Publication

  • Young-Old: Urban Utopias of an Aging Society
    Deane Simpson
    Author
    Lars Müller Publishers, 2015
  • GRANTEE
    Deane Simpson
    GRANT YEAR
    2014

Deane Simpson, Young-Old, tower view, 2014, Huis Ten Bosch, Japan. Courtesy of the artist.

In recent decades, architectural and urban discourse addressing the phenomenon of population aging has been dominated by an undifferentiated view of old age focused upon the limitations of the older-old through paradigms such as “care,” “accessibility,” and “universal design.” Young-Old differentiates the demographic group of the same name as a petri dish for experimental forms of subjectivity, collectivity, and urbanism. In investigating this field of latent novelty, the work documents phenomena ranging from the themed urban landscapes of the world's largest retirement community in Florida and the mono-national urbanizations of "the retirement home of Europe" on Costa del Sol, Spain, to the Dutch-themed residential community at Huis Ten Bosch, Japan, and the networked nomadic urbanism of the senior recreational vehicle (RV) community in the United States. Young-Old employs text, drawings, maps, diagrams, and photographs to unfold both the escapist and emancipatory dimensions of these socio-spatial practices.

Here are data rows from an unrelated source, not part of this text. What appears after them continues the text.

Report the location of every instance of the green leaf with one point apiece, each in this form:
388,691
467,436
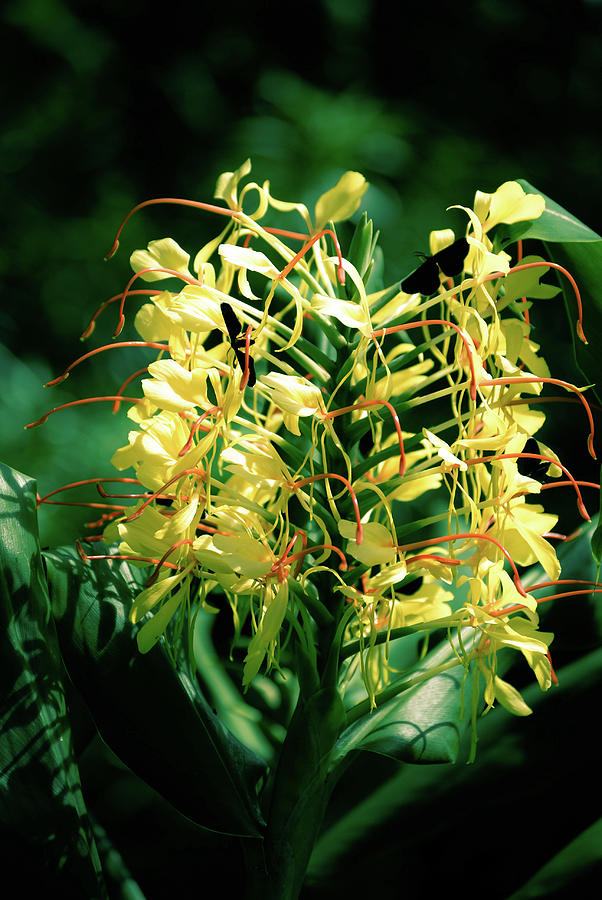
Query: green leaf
415,813
555,224
573,245
42,811
152,717
421,724
584,262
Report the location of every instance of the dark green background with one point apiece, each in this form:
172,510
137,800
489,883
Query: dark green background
107,104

Deane Simpson is an architect and urbanist teaching at the Royal Danish Academy School of Architecture, and at the Bergen Architecture School (BAS) in Norway, where he is professor of architecture and urbanism. He received his master’s degree in architecture from Columbia University and his doctoral degree from ETH Zürich. He is a former unit master at the Architectural Association in London, faculty member at ETH Zürich, and associate at Diller + Scofidio in New York. His writings have appeared in journals such as Volume, Arbitare, the Architectural Review, Monu, and Archithese, and publications such as Explorations in Architecture (Birkhäuser, 2008), Urban Transformations (Ruby Press, 2008), Deviations (Birkhäuser, 2008), Infrastructure as Architecture (Jovis, 2011), and Imperfect Health (Lars Müller, 2011). He is coauthor of Diller + Scofidio (+ Renfro): The Ciliary Function (Skira, 2007), and coeditor of the forthcoming Atlas of the Copenhagens (Ruby Press, 2014).